Although Japanese guidelines recommend preventive LLND,3 high-volume cancer centers in Japan are inconsistent with regard to the guidelines on the diagnostic criteria and treatment. The Cancer Research Ariake Hospital, which is the largest cancer center in Japan, prefers neoadjuvant CRT.11,13 Our cancer center routinely performed prophylactic bilateral LLND 5 years ago but has subsequently only performed therapeutic unilateral LLND. We changed our treatment approach, because we found that after prophylactic surgery, the original pelvic anatomy was disrupted, which resulted in a difficult surgical field for second operations for local recurrence.

Local recurrence after LLND was relatively difficult to control. Among 12 (30%) LLN+ patients with local recurrence, para-aortic lymph node metastases accounted for 6 cases (15%). Among the 16 (9.1%) LLN− patients with local recurrence, only 4 (2.3%) patients developed para-aortic lymph node metastases. This finding indicates that the occurrence of metastatic disease in a LLN+ likely indicates an increase in chance of recurrence involving the lymph nodes around the abdominal aorta, which is a difficult region to treat by radiotherapy. Adjuvant chemotherapy should be used for these cases. In the LLN+ group, the remaining 6 cases (15%) had local recurrence. Regions 263 and 283 each had 2 cases, anastomoses and pelvic muscles each had 1 case. Compared with 12 cases (6.8%) of local recurrence in the LLN- group, the local recurrence rate in the LLN+ group was still relatively high. Fortunately, local radiotherapy can be performed in this area.

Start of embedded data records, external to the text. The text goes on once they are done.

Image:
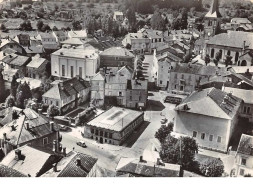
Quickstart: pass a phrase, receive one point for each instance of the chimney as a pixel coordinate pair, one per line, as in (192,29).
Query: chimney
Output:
(51,125)
(40,111)
(5,137)
(78,162)
(18,154)
(64,151)
(55,167)
(27,125)
(55,149)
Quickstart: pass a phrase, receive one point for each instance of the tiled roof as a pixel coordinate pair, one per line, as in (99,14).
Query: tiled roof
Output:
(9,172)
(211,102)
(245,145)
(117,51)
(147,169)
(245,95)
(67,166)
(67,88)
(17,132)
(33,160)
(115,118)
(233,39)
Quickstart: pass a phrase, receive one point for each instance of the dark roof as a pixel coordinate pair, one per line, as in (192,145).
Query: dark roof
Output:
(246,145)
(67,166)
(9,172)
(211,102)
(147,169)
(67,88)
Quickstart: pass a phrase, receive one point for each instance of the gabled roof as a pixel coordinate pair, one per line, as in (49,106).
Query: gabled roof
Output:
(211,102)
(214,10)
(147,169)
(117,51)
(17,132)
(33,160)
(66,88)
(245,145)
(68,167)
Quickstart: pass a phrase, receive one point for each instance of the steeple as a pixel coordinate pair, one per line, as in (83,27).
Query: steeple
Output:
(214,10)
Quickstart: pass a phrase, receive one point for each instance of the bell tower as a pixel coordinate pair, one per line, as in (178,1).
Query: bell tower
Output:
(212,20)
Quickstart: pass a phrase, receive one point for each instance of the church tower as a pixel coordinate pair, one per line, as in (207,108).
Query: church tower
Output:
(212,20)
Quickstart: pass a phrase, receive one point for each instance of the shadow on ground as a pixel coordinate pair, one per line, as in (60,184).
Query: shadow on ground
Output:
(154,105)
(135,135)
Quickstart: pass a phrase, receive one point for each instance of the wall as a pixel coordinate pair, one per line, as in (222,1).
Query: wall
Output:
(186,123)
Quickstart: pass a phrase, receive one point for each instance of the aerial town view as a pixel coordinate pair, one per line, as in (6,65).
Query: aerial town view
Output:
(126,88)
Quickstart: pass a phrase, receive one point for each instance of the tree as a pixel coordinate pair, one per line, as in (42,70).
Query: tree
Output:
(179,151)
(207,59)
(163,132)
(212,168)
(23,93)
(52,111)
(3,27)
(228,60)
(2,88)
(40,24)
(10,101)
(157,22)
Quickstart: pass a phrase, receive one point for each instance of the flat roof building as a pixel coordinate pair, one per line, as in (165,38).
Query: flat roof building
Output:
(114,125)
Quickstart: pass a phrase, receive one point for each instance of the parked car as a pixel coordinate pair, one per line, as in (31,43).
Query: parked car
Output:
(173,100)
(82,144)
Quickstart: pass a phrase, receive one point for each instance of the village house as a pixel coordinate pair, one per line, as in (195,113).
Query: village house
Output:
(232,43)
(29,127)
(247,97)
(14,61)
(31,161)
(128,167)
(184,79)
(244,157)
(212,20)
(12,44)
(36,67)
(98,89)
(115,125)
(74,164)
(68,63)
(209,116)
(80,34)
(67,94)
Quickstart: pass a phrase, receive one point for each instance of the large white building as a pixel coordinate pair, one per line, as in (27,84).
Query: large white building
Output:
(71,62)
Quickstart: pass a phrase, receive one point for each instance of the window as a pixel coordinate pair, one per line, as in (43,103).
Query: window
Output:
(45,140)
(194,134)
(243,162)
(80,71)
(203,136)
(63,70)
(242,172)
(71,71)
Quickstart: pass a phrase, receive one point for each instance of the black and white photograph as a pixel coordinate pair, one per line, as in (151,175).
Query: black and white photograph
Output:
(126,88)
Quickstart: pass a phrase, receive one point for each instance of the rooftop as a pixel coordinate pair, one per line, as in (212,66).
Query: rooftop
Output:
(245,145)
(233,39)
(211,102)
(76,53)
(115,119)
(245,95)
(68,166)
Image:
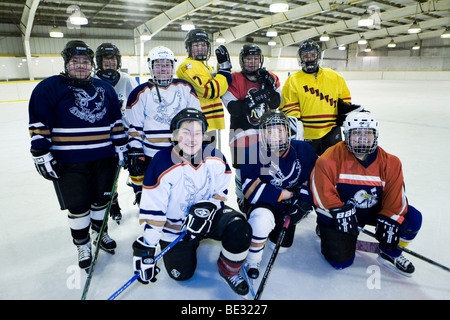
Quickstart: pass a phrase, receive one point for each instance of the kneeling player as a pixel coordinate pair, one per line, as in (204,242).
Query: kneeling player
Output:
(186,185)
(275,183)
(355,183)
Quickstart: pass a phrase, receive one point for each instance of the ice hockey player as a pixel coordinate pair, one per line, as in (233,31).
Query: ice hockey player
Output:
(252,92)
(357,183)
(209,86)
(316,96)
(109,61)
(76,134)
(185,186)
(275,183)
(151,107)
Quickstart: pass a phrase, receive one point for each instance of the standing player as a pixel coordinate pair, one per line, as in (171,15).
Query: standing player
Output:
(109,61)
(355,183)
(209,86)
(312,94)
(76,131)
(186,185)
(151,107)
(252,92)
(275,183)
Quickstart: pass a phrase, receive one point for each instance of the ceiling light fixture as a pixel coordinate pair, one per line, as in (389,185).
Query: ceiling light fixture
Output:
(187,25)
(324,37)
(56,33)
(278,6)
(362,40)
(365,20)
(392,44)
(78,18)
(415,28)
(220,39)
(446,33)
(271,32)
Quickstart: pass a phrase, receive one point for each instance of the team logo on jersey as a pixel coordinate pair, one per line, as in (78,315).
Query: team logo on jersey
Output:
(256,112)
(364,200)
(166,110)
(84,102)
(279,179)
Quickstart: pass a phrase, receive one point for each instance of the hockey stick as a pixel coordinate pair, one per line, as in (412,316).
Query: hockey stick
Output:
(159,256)
(286,222)
(100,234)
(417,255)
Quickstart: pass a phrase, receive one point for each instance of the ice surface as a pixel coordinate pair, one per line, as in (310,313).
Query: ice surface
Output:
(39,261)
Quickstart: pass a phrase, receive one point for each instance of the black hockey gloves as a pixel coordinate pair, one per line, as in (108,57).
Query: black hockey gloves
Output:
(199,220)
(223,58)
(144,261)
(46,165)
(387,232)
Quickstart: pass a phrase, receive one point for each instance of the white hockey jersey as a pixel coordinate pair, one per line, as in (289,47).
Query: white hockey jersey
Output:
(150,110)
(172,184)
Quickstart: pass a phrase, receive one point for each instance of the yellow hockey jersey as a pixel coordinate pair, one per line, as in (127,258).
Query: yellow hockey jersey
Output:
(209,89)
(313,100)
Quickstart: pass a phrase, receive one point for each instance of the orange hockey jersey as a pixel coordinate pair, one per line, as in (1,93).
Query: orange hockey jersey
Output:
(375,186)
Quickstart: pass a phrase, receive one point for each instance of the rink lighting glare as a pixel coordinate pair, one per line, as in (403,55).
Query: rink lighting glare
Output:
(271,32)
(78,18)
(279,6)
(324,37)
(414,28)
(187,25)
(56,33)
(365,21)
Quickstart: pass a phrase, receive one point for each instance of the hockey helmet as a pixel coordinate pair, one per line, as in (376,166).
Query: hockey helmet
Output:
(309,56)
(274,131)
(154,58)
(76,48)
(105,50)
(248,50)
(361,132)
(197,35)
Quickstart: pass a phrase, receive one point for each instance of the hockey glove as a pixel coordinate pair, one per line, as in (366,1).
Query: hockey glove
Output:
(223,58)
(387,232)
(345,219)
(298,211)
(264,77)
(46,165)
(136,165)
(199,220)
(144,261)
(122,154)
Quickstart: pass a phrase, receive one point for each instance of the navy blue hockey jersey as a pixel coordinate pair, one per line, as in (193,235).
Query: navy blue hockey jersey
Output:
(76,124)
(265,175)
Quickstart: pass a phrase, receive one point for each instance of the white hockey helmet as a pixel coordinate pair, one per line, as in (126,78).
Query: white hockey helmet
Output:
(156,57)
(361,132)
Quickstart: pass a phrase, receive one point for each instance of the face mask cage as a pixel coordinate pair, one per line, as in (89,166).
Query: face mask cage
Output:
(361,140)
(160,73)
(274,133)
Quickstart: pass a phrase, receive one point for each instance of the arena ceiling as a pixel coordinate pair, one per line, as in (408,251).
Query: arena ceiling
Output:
(242,19)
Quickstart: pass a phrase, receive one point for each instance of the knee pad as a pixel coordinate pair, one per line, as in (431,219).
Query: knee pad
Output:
(181,260)
(338,248)
(262,222)
(237,236)
(411,225)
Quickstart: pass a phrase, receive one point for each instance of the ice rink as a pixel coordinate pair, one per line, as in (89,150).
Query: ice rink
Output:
(39,260)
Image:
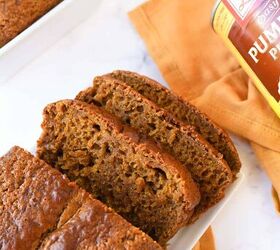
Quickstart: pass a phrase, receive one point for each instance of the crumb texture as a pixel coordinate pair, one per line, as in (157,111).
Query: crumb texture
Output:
(185,112)
(206,165)
(150,189)
(41,209)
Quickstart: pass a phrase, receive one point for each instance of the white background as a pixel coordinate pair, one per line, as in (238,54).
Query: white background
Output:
(105,42)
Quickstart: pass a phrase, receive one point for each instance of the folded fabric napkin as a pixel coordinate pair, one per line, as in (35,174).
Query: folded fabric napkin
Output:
(197,65)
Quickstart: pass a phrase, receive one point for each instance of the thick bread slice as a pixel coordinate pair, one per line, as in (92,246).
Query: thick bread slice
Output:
(185,112)
(206,165)
(41,209)
(142,183)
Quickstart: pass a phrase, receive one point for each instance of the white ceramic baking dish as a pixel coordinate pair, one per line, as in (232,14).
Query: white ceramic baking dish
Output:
(42,34)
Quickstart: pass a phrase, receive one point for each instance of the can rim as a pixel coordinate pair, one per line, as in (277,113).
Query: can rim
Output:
(213,12)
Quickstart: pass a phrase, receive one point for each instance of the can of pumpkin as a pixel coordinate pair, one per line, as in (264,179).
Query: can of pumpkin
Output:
(251,30)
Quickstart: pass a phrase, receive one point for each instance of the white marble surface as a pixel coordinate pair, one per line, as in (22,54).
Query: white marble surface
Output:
(105,42)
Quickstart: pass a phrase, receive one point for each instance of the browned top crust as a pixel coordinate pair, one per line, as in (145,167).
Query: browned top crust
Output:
(185,112)
(118,166)
(204,162)
(17,15)
(41,209)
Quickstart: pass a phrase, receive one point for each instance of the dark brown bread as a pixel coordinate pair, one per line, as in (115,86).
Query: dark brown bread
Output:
(17,15)
(41,209)
(206,165)
(89,224)
(142,183)
(185,112)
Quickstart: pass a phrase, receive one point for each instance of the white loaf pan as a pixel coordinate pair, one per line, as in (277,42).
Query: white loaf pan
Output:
(42,34)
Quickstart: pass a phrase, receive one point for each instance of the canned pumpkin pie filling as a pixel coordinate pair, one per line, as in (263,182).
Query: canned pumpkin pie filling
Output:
(251,30)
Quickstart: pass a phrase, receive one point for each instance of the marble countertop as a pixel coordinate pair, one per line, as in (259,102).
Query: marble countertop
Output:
(104,42)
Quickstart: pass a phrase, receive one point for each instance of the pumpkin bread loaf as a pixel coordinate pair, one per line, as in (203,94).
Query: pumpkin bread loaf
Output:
(185,112)
(17,15)
(128,173)
(41,209)
(206,165)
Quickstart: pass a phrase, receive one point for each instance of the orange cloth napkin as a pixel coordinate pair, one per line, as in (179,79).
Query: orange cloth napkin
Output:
(197,65)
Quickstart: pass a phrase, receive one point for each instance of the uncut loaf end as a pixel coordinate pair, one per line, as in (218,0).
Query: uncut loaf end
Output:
(142,183)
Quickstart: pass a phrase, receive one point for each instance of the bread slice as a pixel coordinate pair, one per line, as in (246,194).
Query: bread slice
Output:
(185,112)
(128,173)
(206,165)
(41,209)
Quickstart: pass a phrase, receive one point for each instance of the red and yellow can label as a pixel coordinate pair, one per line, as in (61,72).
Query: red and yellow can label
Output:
(251,29)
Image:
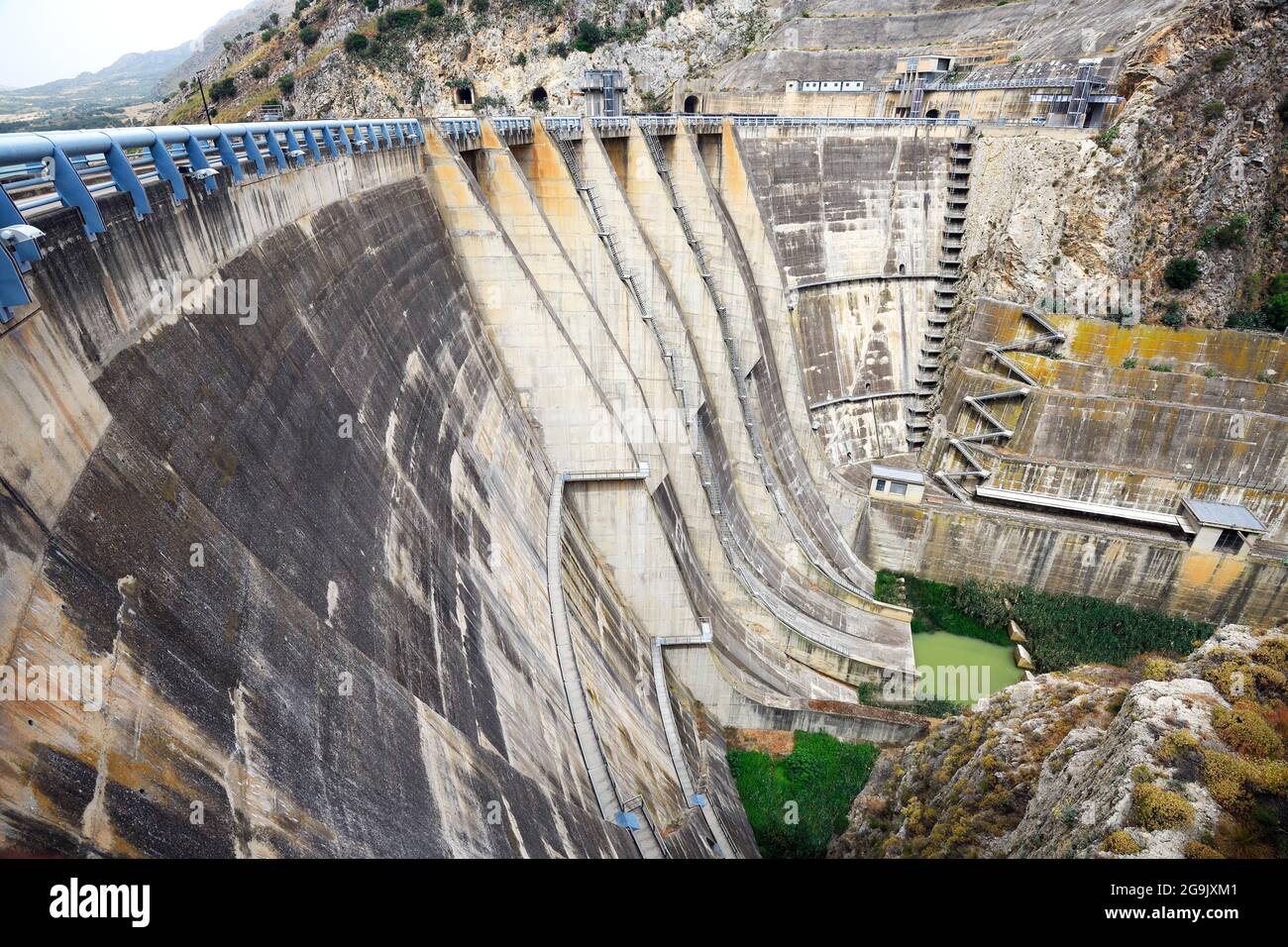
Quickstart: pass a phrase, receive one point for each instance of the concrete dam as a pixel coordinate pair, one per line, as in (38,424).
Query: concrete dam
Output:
(545,451)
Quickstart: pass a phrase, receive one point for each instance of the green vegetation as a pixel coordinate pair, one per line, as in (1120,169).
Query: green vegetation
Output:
(1121,843)
(1273,315)
(938,607)
(1154,806)
(1181,272)
(398,20)
(1173,315)
(223,89)
(797,804)
(590,35)
(1063,630)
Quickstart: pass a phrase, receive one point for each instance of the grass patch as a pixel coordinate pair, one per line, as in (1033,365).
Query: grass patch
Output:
(935,608)
(797,804)
(1063,630)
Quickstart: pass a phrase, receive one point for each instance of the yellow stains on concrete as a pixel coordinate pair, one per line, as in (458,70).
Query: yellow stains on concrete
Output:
(53,418)
(1232,354)
(1210,575)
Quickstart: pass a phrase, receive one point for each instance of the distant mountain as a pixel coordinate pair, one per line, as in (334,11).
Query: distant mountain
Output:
(133,77)
(210,46)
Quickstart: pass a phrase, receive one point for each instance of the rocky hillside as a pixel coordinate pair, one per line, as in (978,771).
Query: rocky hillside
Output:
(407,56)
(1176,759)
(1196,169)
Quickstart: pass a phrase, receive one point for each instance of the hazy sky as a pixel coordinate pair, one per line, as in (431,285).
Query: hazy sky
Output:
(42,40)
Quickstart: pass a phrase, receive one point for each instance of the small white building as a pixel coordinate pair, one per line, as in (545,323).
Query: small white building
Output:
(1220,527)
(897,483)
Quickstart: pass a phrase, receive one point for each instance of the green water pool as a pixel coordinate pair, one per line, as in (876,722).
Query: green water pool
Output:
(962,669)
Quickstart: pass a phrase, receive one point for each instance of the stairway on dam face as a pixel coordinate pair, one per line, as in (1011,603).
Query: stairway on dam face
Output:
(364,468)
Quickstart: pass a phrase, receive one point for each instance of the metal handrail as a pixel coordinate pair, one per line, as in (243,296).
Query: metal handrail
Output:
(71,167)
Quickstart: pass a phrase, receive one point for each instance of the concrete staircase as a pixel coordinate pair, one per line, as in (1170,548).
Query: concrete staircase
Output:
(945,291)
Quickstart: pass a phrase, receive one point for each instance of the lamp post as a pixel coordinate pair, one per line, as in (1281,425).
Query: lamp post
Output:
(204,105)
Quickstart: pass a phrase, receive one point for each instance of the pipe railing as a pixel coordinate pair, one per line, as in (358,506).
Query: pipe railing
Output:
(71,169)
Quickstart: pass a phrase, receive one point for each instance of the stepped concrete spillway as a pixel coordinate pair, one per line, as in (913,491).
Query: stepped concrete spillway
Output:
(542,454)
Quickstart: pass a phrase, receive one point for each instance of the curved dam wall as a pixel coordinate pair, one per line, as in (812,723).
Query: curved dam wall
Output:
(857,221)
(305,552)
(314,552)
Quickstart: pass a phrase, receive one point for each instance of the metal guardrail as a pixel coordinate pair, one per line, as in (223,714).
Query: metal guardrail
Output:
(562,127)
(805,121)
(462,129)
(610,125)
(69,169)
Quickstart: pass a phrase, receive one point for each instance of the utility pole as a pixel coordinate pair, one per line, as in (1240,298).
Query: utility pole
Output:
(204,106)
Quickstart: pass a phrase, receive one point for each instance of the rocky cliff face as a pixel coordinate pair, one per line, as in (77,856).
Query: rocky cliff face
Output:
(1186,761)
(505,50)
(1196,167)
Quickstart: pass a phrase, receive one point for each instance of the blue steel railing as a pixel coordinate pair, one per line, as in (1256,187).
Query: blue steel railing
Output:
(69,167)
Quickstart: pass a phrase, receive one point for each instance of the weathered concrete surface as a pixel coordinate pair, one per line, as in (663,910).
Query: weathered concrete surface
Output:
(1126,437)
(360,660)
(771,406)
(857,217)
(778,579)
(639,552)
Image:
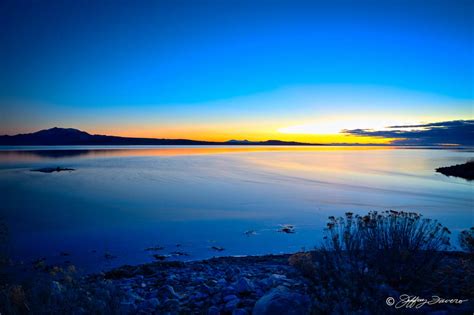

Our research has limitations. Patients who were diagnosed with cLLN− before surgery might still harbor LLN metastases. Although our analysis looked at cases occurring over a 10-year period at a high-volume cancer center in Japan, there were few LLN+ patients. We anticipate participating in international prospective clinical studies in the future.

Conclusion

Even after lateral lymph node dissection, patients with LLN+ low rectal cancer still showed an elevated local recurrence rate. Local recurrence is difficult to control by adjuvant chemotherapy alone, and additional strategic treatments are needed.